Aaron Swartz: muerte y resurrección

El día en que los faraones, de la mano de los servicios secretos, registraron mi apartamento de Cambridge, supe que pronto iba a morir.

Cuando faltaban tres días para mi asesinato, me pasó algo extraño, fuera de lugar, a lo que no supe darle una explicación. Una mujer común y corriente, una invisible, pasó por delante de mí, al salir de un vagón de metro, y sentí cómo una cuchilla afilada me rozaba el brazo, abriéndome una leve herida en el codo. La mujer desapareció y yo solamente pude observar el leve corte sin importancia, apenas sangraba.

No relacioné esto con mi muerte hasta que tres días después, en mi apartamento, me esperaba un hombre de negro.

—Tú y yo sabemos que ha llegado tu hora —me dijo.

—Estoy preparado, —le contesté yo.

Y yo solito me ahorqué en ese escenario de suicidio que cuidadosamente habían organizado para mí.

Como si fuera un acto mecánico, el hombre empujó la silla con el pie y mientras yo trataba de morir lo antes posible, él se puso a limpiar el escenario de sus propias huellas, poniendo alguna que otra pista falsa aquí y allá, para apuntalar la coartada.

Supe que había muerto cuando salí de mi cuerpo y pude observarme a mí mismo colgado del techo, completamente morado y con la lengua fuera.

El hombre se acercó a mí, me midió el pulso, y al comprobar que este se había ido conmigo, salió por la puerta como había venido.
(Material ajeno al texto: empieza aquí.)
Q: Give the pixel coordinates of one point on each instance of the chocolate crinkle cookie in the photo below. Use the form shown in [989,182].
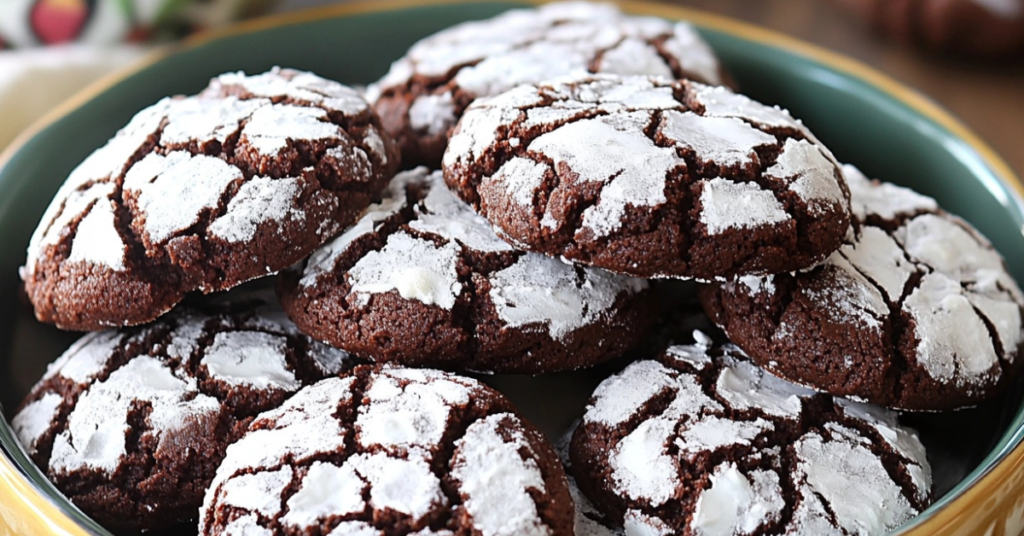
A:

Cuando la puerta se cerró, me senté en el sitio en que él había estado y comencé a observarme: mi cuerpo giraba como un saco de patatas sobre la cuerda, suspendido en el aire.

Una gota de sangre cayó al suelo y yo me quedé mirándola ensimismado. Subí la vista, la herida de hace tres días antes se había abierto.

Un impulso muy fuerte me metió otra vez dentro de mi cuerpo. Comencé a respirar por la herida. Muy levemente. Apenas era imperceptible, y así estuve, escamoteándole el oxígeno a la atmósfera y con un hilo de consciencia, mucho tiempo. El corazón aparentemente seguía sin latir, o al menos eso era lo que dijeron los de la urgencias cuando llegaron y testificaron mi muerte.

Pude prensenciar el dolor de mis amigos y de mi familia, así como todo el trámite mortuario que conlleva el fin de un ser humano en las sociedades modernas.

Por la noche, una vez encerrado en un habitáculo de metal del tanatorio, rodeado de otros cuerpos inertes, ya pude empezar a respirar un poco mejor, aún así, el corazón, aparentemente seguía sin latir. Todo el oxígeno iba a mi cerebro, directamente, como por arte de magia.

Quién sería esa señora, no paraba de preguntarme.

Al día siguiente, fui enterrado a diez metros bajo tierra. Y yo seguía respirando. ¿Para qué? Os preguntaréis. Pues por curiosidad. Estaba vivo segundo a segundo. Y no podía pensar ni siguiera en el próximo minuto. Mi tiempo era un presente continuo.

Al tercer día, resucité. El corazón comenzó a latirme normalmente, estaba vivo de nuevo. ¿Y de qué servía? La utilidad es el mal de la sociedad capitalista. Por arte, por curiosidad, por volver a morir otra vez. Porque ahora consumía más oxígeno, y el aire de la tumba era ya putrefacto.

De nuevo, comencé a ahogarme, por segunda vez, y cuando ya estaba a las puertas de nuevo de la muerte, miré mi herida y esta se había cerrado. Ya no podía respirar por ella. Esta vez, todo había acabado. Y sin embargo, había sido la experiencia más maravillosa de toda mi vida. Y con pena y plenitud al mismo tiempo me dispuse a morir.

Cerré los ojos y una luz cegadora atravesó mis párpados. Una bocanada de aire entró en mi habitáculo. Alguien había abierto la tumba. Estaba siendo desenterrado.

Arriba la mujer del metro levantó una mano y mi cuerpo se elevó a su son, flotando por el aire.